10 Mar HUD’s poor need paths to wealth, not vouchers to affluent zip codes
John Anthony
Rather than help low-income families learn the skills to succeed, HUD wants to move them into “opportunity rich neighborhoods” hoping pre-existing success rubs off.
With the new administration, HUD has an opening to help the poor escape poverty, reduce the pay gap, and eliminate a main cause that fuels America’s decade of increasing social clashes.
HUD’s 2016 program, Small Area Fair Market Rents, (SAFMR) relocates Section 8 recipients into upscale zip codes by increasing their voucher values. The agency believes the current residents’ success will transfer to the newcomers.
But SAFMR expands on HUD’s “Move to Opportunity” project that had dubious results.
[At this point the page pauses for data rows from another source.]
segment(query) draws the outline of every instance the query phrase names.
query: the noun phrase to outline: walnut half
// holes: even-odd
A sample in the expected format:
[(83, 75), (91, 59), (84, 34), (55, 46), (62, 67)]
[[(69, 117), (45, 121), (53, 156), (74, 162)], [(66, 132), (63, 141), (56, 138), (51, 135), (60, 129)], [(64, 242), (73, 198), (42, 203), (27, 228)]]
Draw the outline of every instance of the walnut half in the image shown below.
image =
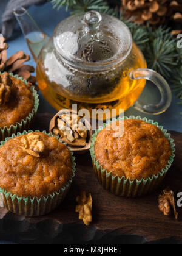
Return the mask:
[(92, 198), (91, 194), (87, 196), (86, 191), (81, 192), (79, 196), (77, 196), (76, 202), (78, 205), (76, 207), (76, 212), (79, 213), (79, 219), (82, 219), (86, 226), (90, 225), (92, 221)]
[(84, 147), (88, 130), (84, 122), (75, 113), (61, 113), (54, 121), (50, 131), (69, 146)]
[(9, 101), (12, 81), (8, 73), (0, 76), (0, 105), (4, 105)]
[(160, 210), (164, 216), (170, 216), (171, 208), (173, 208), (175, 219), (178, 219), (178, 215), (176, 210), (174, 193), (169, 188), (167, 188), (163, 191), (163, 193), (160, 195), (158, 204)]
[(40, 140), (40, 135), (33, 132), (23, 136), (21, 139), (21, 143), (24, 151), (33, 157), (39, 157), (39, 153), (45, 149), (43, 142)]

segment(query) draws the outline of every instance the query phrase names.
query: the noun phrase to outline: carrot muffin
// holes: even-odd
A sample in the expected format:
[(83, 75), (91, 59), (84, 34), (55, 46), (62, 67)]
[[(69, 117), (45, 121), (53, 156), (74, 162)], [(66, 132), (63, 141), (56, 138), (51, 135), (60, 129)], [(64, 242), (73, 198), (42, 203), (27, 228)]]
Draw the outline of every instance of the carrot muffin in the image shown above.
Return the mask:
[(98, 134), (94, 146), (96, 160), (103, 169), (120, 178), (140, 180), (157, 176), (172, 155), (169, 140), (157, 126), (142, 120), (124, 120), (124, 135), (120, 138), (113, 137), (115, 131), (112, 127)]
[(46, 197), (59, 192), (73, 175), (72, 155), (56, 138), (32, 132), (0, 148), (0, 187), (18, 197)]
[(0, 74), (0, 128), (16, 125), (29, 116), (35, 105), (35, 98), (22, 80)]

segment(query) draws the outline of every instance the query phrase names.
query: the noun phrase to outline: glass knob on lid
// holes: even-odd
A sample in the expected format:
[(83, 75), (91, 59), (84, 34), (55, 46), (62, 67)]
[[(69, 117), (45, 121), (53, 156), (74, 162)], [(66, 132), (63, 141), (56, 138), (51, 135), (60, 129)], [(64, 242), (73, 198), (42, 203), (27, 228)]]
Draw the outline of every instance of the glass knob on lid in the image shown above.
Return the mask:
[(84, 21), (90, 30), (98, 29), (102, 21), (101, 15), (96, 11), (87, 12), (84, 16)]
[(132, 42), (129, 28), (121, 20), (96, 11), (66, 19), (54, 33), (56, 52), (70, 65), (88, 70), (110, 68), (122, 62)]

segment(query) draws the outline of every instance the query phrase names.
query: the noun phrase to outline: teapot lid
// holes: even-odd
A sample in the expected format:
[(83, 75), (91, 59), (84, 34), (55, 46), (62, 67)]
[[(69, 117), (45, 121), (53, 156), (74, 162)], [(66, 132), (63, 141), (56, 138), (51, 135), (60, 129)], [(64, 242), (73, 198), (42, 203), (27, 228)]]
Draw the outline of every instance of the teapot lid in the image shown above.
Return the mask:
[(126, 59), (132, 37), (120, 20), (90, 11), (62, 21), (55, 31), (54, 44), (66, 60), (77, 65), (104, 66)]

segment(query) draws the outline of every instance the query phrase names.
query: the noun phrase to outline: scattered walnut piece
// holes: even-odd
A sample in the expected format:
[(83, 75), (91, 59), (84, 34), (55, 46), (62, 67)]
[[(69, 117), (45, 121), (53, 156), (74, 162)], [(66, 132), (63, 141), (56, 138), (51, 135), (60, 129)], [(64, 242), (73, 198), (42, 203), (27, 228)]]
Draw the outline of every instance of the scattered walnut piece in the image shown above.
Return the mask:
[(89, 193), (87, 196), (86, 191), (81, 192), (80, 195), (77, 196), (76, 202), (78, 205), (76, 207), (76, 212), (79, 213), (79, 219), (82, 219), (85, 225), (89, 226), (92, 221), (92, 198)]
[(168, 187), (163, 191), (158, 199), (159, 209), (165, 216), (171, 215), (171, 208), (173, 208), (174, 215), (176, 219), (178, 219), (178, 213), (176, 210), (174, 192)]
[(8, 73), (0, 76), (0, 105), (3, 105), (10, 99), (12, 79)]
[(40, 135), (31, 132), (21, 139), (23, 146), (23, 149), (29, 155), (33, 157), (39, 157), (39, 153), (42, 152), (45, 149), (43, 142), (40, 140)]

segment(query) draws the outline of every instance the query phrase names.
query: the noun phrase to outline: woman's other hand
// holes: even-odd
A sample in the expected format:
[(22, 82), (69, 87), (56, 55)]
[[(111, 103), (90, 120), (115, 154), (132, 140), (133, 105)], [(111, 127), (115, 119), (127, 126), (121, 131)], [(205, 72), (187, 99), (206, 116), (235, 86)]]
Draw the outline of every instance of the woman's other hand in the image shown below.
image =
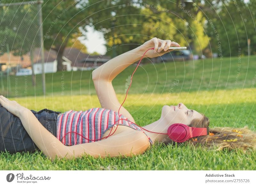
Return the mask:
[[(173, 49), (168, 49), (171, 46), (179, 47), (180, 46), (177, 43), (172, 42), (170, 40), (162, 40), (154, 37), (139, 47), (141, 51), (144, 51), (150, 48), (154, 48), (154, 50), (150, 50), (145, 55), (146, 57), (151, 58), (161, 56), (172, 51)], [(158, 49), (158, 48), (159, 48)]]
[(15, 101), (9, 100), (2, 95), (0, 96), (0, 104), (7, 110), (17, 117), (20, 117), (22, 111), (27, 109)]

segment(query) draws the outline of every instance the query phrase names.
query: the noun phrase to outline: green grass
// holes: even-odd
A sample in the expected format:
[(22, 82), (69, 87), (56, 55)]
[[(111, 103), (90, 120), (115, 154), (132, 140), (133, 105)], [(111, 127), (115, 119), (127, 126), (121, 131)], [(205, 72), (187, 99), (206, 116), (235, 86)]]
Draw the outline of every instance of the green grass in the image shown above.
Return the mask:
[[(213, 62), (209, 59), (142, 66), (133, 76), (124, 106), (141, 126), (159, 119), (164, 105), (182, 102), (188, 108), (209, 117), (210, 128), (247, 125), (256, 131), (256, 85), (252, 81), (256, 75), (256, 56), (242, 58), (240, 74), (237, 77), (237, 58), (224, 58), (222, 61), (214, 59)], [(126, 79), (135, 67), (135, 65), (131, 66), (113, 81), (120, 102), (125, 97)], [(62, 73), (46, 74), (46, 96), (36, 94), (35, 97), (32, 89), (30, 92), (34, 96), (18, 97), (18, 102), (30, 109), (46, 108), (62, 112), (100, 106), (91, 71), (65, 72), (63, 95)], [(177, 85), (173, 85), (175, 79), (179, 80)], [(40, 151), (14, 155), (2, 153), (0, 169), (255, 170), (255, 152), (248, 154), (239, 151), (216, 152), (201, 147), (195, 149), (186, 143), (179, 147), (159, 144), (144, 154), (132, 158), (84, 157), (53, 162)]]

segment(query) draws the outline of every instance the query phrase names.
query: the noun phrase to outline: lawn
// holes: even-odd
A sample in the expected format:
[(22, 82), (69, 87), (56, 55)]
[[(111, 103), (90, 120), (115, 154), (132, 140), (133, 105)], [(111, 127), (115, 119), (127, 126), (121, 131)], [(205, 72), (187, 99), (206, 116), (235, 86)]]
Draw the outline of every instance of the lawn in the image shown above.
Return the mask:
[[(134, 74), (124, 106), (142, 126), (158, 120), (163, 105), (182, 102), (209, 118), (210, 128), (247, 125), (255, 131), (256, 56), (242, 57), (241, 61), (234, 57), (143, 65)], [(126, 79), (135, 67), (129, 66), (113, 82), (120, 102), (129, 86)], [(18, 97), (19, 103), (35, 110), (46, 108), (62, 112), (100, 106), (91, 71), (65, 72), (61, 79), (62, 73), (46, 74), (45, 97), (36, 94), (35, 97), (37, 89), (30, 88), (29, 95), (34, 96)], [(24, 86), (21, 84), (18, 95), (22, 95), (20, 90)], [(0, 169), (255, 170), (255, 152), (249, 155), (239, 151), (216, 152), (195, 149), (184, 143), (179, 147), (157, 144), (143, 155), (126, 159), (84, 157), (52, 162), (40, 151), (3, 153)]]

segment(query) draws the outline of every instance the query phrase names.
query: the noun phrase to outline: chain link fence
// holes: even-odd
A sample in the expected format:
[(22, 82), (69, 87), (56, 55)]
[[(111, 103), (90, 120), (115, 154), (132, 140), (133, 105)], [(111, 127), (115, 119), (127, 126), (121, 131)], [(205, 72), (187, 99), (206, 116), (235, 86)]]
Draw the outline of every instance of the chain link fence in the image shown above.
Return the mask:
[(0, 4), (0, 95), (45, 93), (42, 3)]

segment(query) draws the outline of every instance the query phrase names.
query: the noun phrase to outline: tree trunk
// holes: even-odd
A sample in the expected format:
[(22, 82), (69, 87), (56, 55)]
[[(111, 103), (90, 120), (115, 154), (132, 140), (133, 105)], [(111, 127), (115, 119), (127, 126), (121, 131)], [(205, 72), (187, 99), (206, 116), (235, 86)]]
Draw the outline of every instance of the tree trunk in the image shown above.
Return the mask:
[(62, 65), (62, 62), (63, 59), (62, 57), (63, 56), (64, 50), (60, 50), (57, 54), (57, 61), (58, 62), (57, 65), (57, 71), (61, 71), (62, 70), (63, 66)]

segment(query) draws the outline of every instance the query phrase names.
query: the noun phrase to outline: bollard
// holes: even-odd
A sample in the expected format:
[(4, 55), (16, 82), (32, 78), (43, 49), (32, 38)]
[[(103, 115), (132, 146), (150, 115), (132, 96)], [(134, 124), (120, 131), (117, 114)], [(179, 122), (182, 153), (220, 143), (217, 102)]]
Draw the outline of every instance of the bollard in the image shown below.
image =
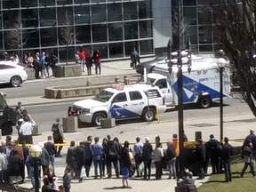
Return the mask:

According to the agency’s own analysis, the 15-year project resulted in “No better educational, employment, and income outcomes.” The report also showed increases in crime and food stamp use.
Impoverished East Palo Alto, CA has practiced a similar HUD program for over 30 years. In 1987, their students began attending classes in tony Menlo Park, home to Silicon Valley, and more recently Facebook. At best studies show mixed results.
Vouchers and zip codes don’t pull people out of poverty, income does. Financial success requires attitude, skills, and opportunity. Today, HUD and the administration are in the position to work with Congress to provide all three.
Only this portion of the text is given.